Fox wants to split the bourgeoisie. They have to try or the GOP loses. FEAR/DESPISE those smart people who control your lives! [Don't notice that those people really aren't paying much attention to you most of the time... because you aren't all that bad off... or that those smart people think they are helping wipe out age-old plagues-upon-humanity... because they are... and they people they are helping? Yah. They are brown.]

Howard Brazee said...

"The point is that bullying is his strategy."

Or that bullying is his personality, and his strategy is to be who he is. (Not that he has the ability to fake it).

Larry Hart said...

Dr Brin:

LH we were arguing? We see the same landscape


Well, ok then.

It's just that we often have this discussion where I claim that Trump's support comes from White Grievance and then you say that the oligarchs pulling the strings are more concerned with fact-bashing.
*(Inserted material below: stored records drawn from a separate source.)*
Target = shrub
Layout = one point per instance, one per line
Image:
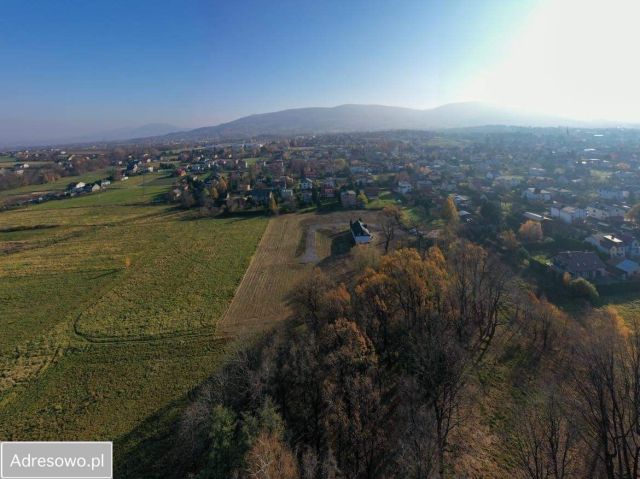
(581, 288)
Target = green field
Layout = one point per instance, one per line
(58, 185)
(109, 309)
(627, 304)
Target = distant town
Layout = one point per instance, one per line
(562, 199)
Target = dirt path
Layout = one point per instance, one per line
(261, 299)
(263, 296)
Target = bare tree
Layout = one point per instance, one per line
(607, 385)
(545, 443)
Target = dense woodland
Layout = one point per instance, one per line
(387, 376)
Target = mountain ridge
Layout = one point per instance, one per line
(358, 117)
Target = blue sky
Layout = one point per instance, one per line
(75, 67)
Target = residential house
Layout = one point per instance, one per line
(306, 184)
(348, 199)
(261, 196)
(597, 212)
(584, 264)
(404, 187)
(631, 245)
(613, 194)
(568, 214)
(536, 194)
(286, 193)
(327, 190)
(625, 268)
(372, 192)
(608, 244)
(360, 232)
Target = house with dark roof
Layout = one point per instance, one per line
(261, 196)
(608, 244)
(360, 232)
(584, 264)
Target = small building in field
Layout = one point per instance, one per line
(360, 232)
(583, 264)
(349, 199)
(261, 196)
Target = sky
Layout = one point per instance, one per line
(76, 67)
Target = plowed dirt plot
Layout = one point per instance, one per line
(263, 297)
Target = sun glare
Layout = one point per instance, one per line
(572, 57)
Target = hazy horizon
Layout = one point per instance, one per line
(86, 68)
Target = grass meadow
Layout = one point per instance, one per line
(110, 304)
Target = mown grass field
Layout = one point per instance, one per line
(110, 309)
(58, 185)
(627, 304)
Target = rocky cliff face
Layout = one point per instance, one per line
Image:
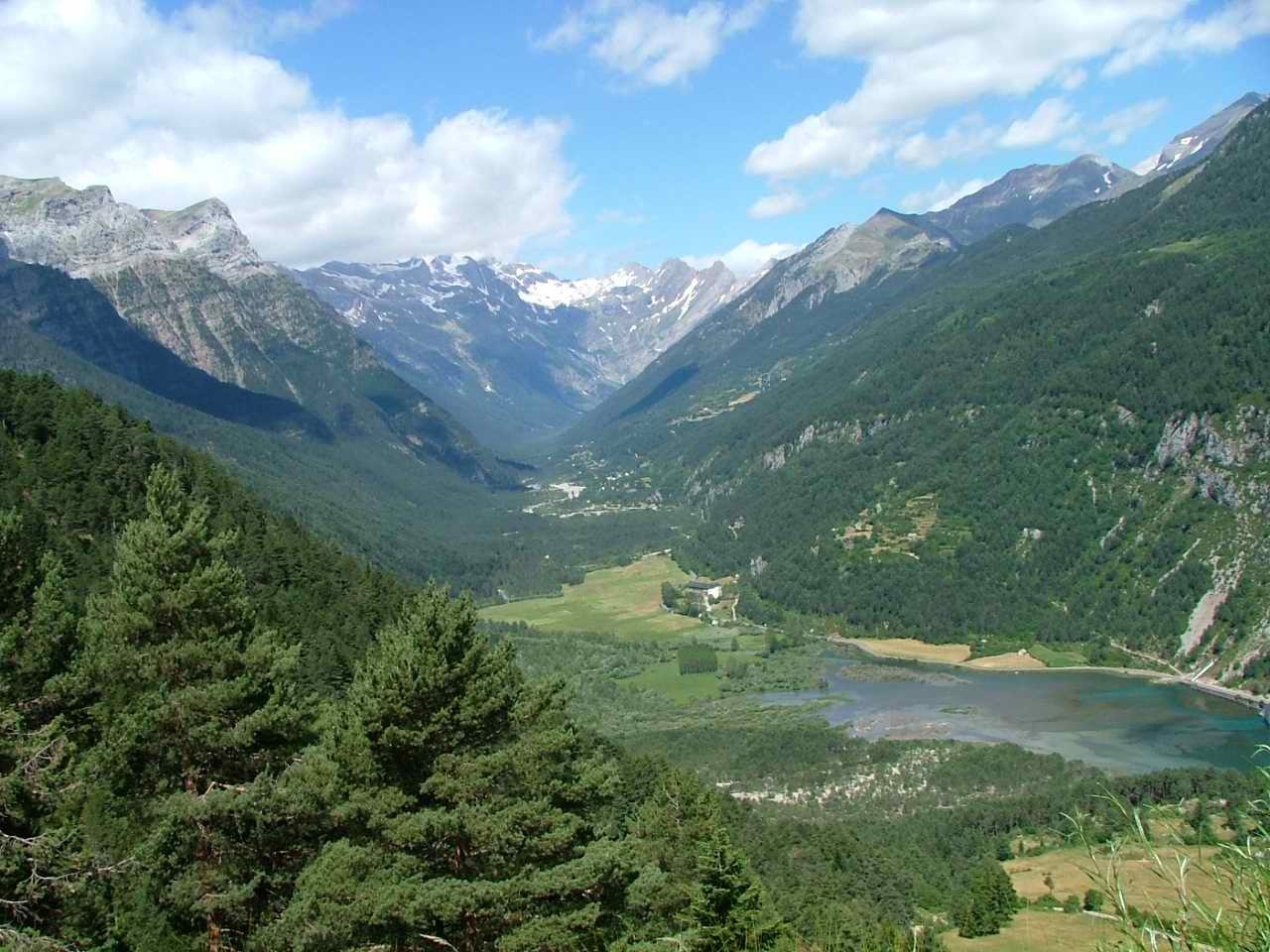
(190, 282)
(518, 352)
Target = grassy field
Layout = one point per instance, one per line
(913, 651)
(625, 602)
(1012, 661)
(1144, 888)
(1053, 657)
(1034, 930)
(666, 679)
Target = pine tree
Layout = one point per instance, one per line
(194, 717)
(988, 901)
(728, 909)
(466, 800)
(40, 860)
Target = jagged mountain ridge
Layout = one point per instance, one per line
(1056, 435)
(1033, 195)
(190, 281)
(781, 322)
(517, 352)
(1198, 143)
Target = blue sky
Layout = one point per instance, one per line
(587, 135)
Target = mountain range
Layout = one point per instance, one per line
(828, 421)
(520, 353)
(1051, 434)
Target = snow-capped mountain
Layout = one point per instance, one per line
(1033, 195)
(1196, 144)
(516, 350)
(190, 282)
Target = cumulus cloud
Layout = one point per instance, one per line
(746, 258)
(648, 44)
(171, 109)
(922, 56)
(1219, 32)
(776, 204)
(968, 136)
(940, 197)
(1118, 126)
(616, 216)
(1051, 119)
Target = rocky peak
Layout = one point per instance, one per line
(86, 232)
(1033, 195)
(1196, 144)
(843, 258)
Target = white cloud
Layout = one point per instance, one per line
(940, 197)
(171, 111)
(616, 216)
(968, 136)
(249, 21)
(1220, 32)
(776, 204)
(1049, 121)
(1072, 77)
(647, 42)
(746, 258)
(1124, 122)
(924, 56)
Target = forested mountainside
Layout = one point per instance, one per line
(191, 282)
(517, 353)
(340, 442)
(218, 733)
(1056, 434)
(781, 322)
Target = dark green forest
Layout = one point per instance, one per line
(974, 449)
(218, 733)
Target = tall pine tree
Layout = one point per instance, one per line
(466, 805)
(194, 717)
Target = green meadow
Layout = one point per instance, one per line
(625, 602)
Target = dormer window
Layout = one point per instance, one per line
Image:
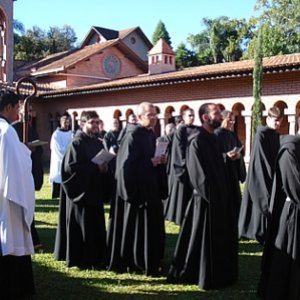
(132, 40)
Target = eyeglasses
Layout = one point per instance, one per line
(92, 122)
(150, 115)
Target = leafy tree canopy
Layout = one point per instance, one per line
(36, 43)
(161, 32)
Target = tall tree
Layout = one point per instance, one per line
(36, 43)
(185, 57)
(282, 27)
(161, 32)
(60, 39)
(257, 83)
(224, 37)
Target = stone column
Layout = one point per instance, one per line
(291, 114)
(161, 121)
(248, 117)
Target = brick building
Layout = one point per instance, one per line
(114, 70)
(6, 40)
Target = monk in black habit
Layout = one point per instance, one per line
(180, 190)
(231, 149)
(254, 211)
(81, 234)
(206, 252)
(138, 228)
(280, 278)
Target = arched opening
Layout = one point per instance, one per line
(74, 124)
(297, 116)
(128, 113)
(3, 42)
(284, 128)
(183, 108)
(117, 115)
(157, 128)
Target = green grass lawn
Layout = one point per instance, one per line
(54, 281)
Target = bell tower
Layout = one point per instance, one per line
(6, 40)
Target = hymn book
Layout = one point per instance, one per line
(161, 148)
(36, 143)
(102, 157)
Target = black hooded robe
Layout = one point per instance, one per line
(254, 210)
(138, 225)
(280, 277)
(81, 234)
(180, 190)
(205, 250)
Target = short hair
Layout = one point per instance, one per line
(142, 107)
(225, 113)
(204, 109)
(8, 97)
(178, 119)
(275, 112)
(89, 114)
(186, 110)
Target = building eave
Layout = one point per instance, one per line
(147, 81)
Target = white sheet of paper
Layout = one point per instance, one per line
(103, 156)
(161, 149)
(36, 143)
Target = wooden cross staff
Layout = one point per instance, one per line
(28, 83)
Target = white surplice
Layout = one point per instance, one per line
(17, 199)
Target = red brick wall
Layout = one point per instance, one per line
(211, 90)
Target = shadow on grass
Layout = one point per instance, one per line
(61, 283)
(46, 205)
(250, 246)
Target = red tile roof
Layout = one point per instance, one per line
(75, 57)
(280, 63)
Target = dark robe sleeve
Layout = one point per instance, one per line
(76, 172)
(289, 166)
(196, 172)
(179, 152)
(261, 174)
(126, 170)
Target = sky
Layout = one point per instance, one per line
(181, 18)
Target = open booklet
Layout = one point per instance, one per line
(36, 143)
(237, 149)
(161, 148)
(102, 157)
Those two things aren't mutually exclusive--the one is a means to the other.

Larry Hart said...

Seen on Twitter from The Lincoln Project...

@ProjectLincoln:

22: The number of times Donald Trump has tweeted in defense of the Confederacy.

0: The number of times Donald Trump has tweeted about our fallen soldiers Putin plotted to kill.

America deserves a president that defends our heroes, not our traitors.

Larry Hart said...

Howard Brazee:

"The point is that bullying is his strategy."

Or that bullying is his personality, and his strategy is to be who he is.


That explains why he is how he is. I was trying to explain why it succeeds.

scidata said...

Starship:
SN5 continues to pass tests, Raptor being installed, multiple static fire tests upcoming. Looks like ~10 days away from hop-ready barring further pyrotechnics (which would require moving to SN6). Super heavy vehicle ass'y building going up. Astonishing.

I'm sure Mango Unchained is trying desperately to find a way to take credit.

David Brin said...

onward

onward

Brian Bohmueller said...

One can only hope. Better yet the fall of Carnism, Unequal Education, and Human Overpopulation. Well maybe by 2200 CE after a dozen pandemics.